耳元で囁かれて、鼓動が一度大きく音を狂わせた。


「俺の勘違いだったのかな」

「勘違いじゃないっ……」


溜め息混じりの声に、私は思わず素直に声を上げていた。
思いっ切り振り返って、直ぐ目の前にある高遠さんの顔に、カアッと頬が熱くなる。


そんな私に目を丸くした後、高遠さんは少し顔を俯けて肩を揺すって笑い出した。


手の平の上でいいように転がされている感覚に、私は思わず頬を膨らませた。
それでも高遠さんは笑ったまま腕を緩めて、私の肩に手を置くとクルッと回転させる。
真っ正面から向き合わされて、気恥かしくて反射的に俯いた。


「でも……高遠さん疲れてたし」


取り繕うように言葉を探した。
高遠さんは黙ったまま私の髪を軽く掻き上げてくれる。


「は、初めてデートらしく過ごせたから、このまま帰りたくないって思ったけど、我儘言って困らせたくなくて」


高遠さんの仕草があまりに優しくて甘いから、虚勢で隠した私の心は簡単に瓦解されて行く。

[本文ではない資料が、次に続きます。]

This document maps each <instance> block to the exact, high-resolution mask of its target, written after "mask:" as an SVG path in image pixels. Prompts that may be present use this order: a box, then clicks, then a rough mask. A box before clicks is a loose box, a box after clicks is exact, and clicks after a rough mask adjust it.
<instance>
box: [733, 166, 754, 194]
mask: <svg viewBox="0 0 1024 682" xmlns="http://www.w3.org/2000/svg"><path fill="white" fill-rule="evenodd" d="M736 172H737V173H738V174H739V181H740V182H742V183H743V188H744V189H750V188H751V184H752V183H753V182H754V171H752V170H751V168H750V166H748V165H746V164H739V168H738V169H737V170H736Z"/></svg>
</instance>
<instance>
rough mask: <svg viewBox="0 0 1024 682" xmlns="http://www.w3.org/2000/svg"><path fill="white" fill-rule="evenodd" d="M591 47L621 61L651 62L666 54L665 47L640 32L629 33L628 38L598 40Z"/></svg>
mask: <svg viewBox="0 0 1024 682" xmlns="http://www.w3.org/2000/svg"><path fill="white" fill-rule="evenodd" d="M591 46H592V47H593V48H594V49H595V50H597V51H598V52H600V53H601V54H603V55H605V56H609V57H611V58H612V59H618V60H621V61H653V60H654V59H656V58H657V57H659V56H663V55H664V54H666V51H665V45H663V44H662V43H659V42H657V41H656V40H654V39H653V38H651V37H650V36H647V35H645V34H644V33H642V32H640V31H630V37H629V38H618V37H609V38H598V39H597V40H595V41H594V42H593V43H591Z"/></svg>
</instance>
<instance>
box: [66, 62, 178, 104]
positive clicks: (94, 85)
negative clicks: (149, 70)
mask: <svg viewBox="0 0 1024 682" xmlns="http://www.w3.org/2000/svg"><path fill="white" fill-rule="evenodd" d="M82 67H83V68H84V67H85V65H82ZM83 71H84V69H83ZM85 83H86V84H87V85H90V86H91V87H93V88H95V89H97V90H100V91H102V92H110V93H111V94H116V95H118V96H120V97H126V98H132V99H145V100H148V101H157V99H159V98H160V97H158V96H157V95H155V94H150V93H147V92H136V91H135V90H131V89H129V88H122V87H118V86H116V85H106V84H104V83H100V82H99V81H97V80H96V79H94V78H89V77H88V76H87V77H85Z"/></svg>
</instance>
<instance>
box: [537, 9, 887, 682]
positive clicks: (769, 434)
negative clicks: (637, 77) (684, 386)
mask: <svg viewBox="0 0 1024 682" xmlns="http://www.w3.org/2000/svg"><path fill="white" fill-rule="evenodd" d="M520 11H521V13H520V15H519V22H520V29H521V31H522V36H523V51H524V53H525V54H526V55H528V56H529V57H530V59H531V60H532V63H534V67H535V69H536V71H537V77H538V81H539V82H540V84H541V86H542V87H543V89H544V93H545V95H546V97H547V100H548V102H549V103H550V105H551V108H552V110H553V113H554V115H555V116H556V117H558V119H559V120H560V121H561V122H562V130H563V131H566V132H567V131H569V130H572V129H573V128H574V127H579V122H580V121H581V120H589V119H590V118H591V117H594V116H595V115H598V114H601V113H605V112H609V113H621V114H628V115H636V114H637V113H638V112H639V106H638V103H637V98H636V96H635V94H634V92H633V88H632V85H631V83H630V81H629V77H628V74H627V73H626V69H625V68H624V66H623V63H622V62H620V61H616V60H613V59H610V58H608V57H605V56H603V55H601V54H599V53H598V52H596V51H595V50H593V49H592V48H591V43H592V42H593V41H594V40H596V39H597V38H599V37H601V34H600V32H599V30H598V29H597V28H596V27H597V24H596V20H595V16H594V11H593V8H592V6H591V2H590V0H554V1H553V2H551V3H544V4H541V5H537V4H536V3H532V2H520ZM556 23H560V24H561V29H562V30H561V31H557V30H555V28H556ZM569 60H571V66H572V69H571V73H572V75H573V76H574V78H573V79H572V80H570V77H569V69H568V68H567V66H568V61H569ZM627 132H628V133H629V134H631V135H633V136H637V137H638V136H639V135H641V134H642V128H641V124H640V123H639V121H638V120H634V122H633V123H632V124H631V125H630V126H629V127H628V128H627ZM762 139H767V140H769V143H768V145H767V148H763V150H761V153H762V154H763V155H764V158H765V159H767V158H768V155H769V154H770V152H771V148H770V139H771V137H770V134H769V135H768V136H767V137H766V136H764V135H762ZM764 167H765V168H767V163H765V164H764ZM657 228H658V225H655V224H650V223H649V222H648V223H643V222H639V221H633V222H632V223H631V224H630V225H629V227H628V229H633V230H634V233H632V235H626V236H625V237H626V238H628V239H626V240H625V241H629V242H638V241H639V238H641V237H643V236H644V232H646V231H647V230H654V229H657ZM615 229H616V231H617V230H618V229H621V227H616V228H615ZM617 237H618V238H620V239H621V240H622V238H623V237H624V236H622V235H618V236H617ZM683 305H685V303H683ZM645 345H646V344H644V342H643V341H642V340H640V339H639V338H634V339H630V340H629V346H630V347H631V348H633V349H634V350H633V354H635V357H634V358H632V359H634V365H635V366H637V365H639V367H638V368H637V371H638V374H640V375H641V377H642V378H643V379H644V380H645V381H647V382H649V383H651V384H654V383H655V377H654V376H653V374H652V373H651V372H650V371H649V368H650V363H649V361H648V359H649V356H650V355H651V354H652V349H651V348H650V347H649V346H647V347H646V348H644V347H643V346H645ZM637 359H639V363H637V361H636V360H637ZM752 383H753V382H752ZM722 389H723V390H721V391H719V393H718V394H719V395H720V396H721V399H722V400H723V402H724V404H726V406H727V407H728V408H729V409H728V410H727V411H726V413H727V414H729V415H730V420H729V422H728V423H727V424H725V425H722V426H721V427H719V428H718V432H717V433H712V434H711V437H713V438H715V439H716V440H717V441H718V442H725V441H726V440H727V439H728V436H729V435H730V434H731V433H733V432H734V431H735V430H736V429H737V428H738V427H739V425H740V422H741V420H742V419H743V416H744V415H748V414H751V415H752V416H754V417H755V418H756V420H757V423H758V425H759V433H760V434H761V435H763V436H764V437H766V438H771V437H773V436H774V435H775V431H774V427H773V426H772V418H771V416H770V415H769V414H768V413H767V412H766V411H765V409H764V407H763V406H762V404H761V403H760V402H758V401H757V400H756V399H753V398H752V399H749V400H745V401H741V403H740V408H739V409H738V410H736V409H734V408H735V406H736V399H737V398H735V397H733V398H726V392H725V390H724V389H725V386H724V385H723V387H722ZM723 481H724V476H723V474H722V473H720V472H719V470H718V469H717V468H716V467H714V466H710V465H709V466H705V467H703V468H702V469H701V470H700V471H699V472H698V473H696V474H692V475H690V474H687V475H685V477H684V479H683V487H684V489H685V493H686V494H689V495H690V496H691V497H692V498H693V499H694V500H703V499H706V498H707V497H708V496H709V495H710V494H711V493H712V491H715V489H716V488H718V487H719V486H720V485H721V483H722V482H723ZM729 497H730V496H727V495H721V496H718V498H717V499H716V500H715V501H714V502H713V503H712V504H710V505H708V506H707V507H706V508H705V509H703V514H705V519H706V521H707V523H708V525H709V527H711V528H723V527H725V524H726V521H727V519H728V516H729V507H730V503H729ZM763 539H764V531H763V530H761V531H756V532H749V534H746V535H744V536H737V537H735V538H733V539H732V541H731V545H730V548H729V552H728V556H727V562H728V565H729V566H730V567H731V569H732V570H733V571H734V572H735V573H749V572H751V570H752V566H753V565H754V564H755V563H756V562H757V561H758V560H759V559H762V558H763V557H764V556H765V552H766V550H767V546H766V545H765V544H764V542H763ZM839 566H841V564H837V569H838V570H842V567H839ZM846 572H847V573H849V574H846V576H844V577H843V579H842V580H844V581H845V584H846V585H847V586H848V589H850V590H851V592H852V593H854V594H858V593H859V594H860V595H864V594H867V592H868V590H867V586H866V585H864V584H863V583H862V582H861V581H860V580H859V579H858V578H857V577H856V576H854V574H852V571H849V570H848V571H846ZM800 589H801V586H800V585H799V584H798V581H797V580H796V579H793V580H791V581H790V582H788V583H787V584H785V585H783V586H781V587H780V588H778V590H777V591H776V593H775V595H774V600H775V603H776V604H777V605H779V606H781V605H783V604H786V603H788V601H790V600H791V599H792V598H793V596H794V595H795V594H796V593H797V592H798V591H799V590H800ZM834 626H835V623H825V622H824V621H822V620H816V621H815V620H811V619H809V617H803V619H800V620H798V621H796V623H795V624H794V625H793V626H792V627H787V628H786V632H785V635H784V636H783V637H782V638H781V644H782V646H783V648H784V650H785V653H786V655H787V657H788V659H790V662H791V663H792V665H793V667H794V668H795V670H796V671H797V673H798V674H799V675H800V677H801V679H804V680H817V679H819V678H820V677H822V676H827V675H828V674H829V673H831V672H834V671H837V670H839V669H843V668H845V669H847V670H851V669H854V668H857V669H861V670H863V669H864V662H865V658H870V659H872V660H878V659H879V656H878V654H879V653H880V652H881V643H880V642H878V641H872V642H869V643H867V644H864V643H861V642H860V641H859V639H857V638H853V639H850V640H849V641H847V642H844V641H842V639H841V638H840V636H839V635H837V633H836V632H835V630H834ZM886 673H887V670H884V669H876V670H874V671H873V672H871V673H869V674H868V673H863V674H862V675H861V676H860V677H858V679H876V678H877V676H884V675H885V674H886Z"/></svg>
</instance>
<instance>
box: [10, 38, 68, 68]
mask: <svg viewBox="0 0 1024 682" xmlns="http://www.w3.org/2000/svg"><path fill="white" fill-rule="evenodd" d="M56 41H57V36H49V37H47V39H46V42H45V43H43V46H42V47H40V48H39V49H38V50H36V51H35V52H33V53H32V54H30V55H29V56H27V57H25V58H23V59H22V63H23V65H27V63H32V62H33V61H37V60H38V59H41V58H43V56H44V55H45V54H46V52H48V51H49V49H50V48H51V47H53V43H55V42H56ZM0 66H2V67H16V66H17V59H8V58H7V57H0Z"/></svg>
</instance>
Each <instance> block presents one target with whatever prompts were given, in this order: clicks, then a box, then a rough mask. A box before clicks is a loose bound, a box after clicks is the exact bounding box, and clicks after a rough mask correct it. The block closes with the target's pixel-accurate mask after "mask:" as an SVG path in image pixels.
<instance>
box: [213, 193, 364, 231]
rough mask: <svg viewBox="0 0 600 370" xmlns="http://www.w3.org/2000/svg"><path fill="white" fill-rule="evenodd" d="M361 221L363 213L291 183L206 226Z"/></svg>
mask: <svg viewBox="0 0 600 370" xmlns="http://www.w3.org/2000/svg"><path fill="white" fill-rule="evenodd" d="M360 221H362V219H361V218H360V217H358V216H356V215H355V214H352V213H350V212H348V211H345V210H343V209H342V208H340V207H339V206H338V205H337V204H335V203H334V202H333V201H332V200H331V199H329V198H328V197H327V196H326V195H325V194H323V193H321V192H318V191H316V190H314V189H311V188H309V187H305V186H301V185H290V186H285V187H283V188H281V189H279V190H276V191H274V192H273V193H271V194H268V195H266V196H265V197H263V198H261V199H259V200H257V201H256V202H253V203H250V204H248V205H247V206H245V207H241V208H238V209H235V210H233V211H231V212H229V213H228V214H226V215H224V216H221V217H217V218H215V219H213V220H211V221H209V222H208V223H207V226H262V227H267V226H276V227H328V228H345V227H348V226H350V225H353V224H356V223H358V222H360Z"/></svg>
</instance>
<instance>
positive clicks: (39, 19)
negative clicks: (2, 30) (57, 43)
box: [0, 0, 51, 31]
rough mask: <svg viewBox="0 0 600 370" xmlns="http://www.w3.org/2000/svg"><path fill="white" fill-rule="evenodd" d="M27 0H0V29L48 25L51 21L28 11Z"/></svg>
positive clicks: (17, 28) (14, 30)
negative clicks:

一気に恥ずかしい想いを口にして黙り込んだ私に、高遠さんはフッと息を吐いて笑った。
ごめん、と短く呟く。そして、でもさ、と直ぐに言葉を続けて。


「我儘言えるのは、彼女の特権だと思うんだけど?」


咎めるような口調でそう呟いて、高遠さんは私の頬を両手で押さえると、グッと覗き込んで来た。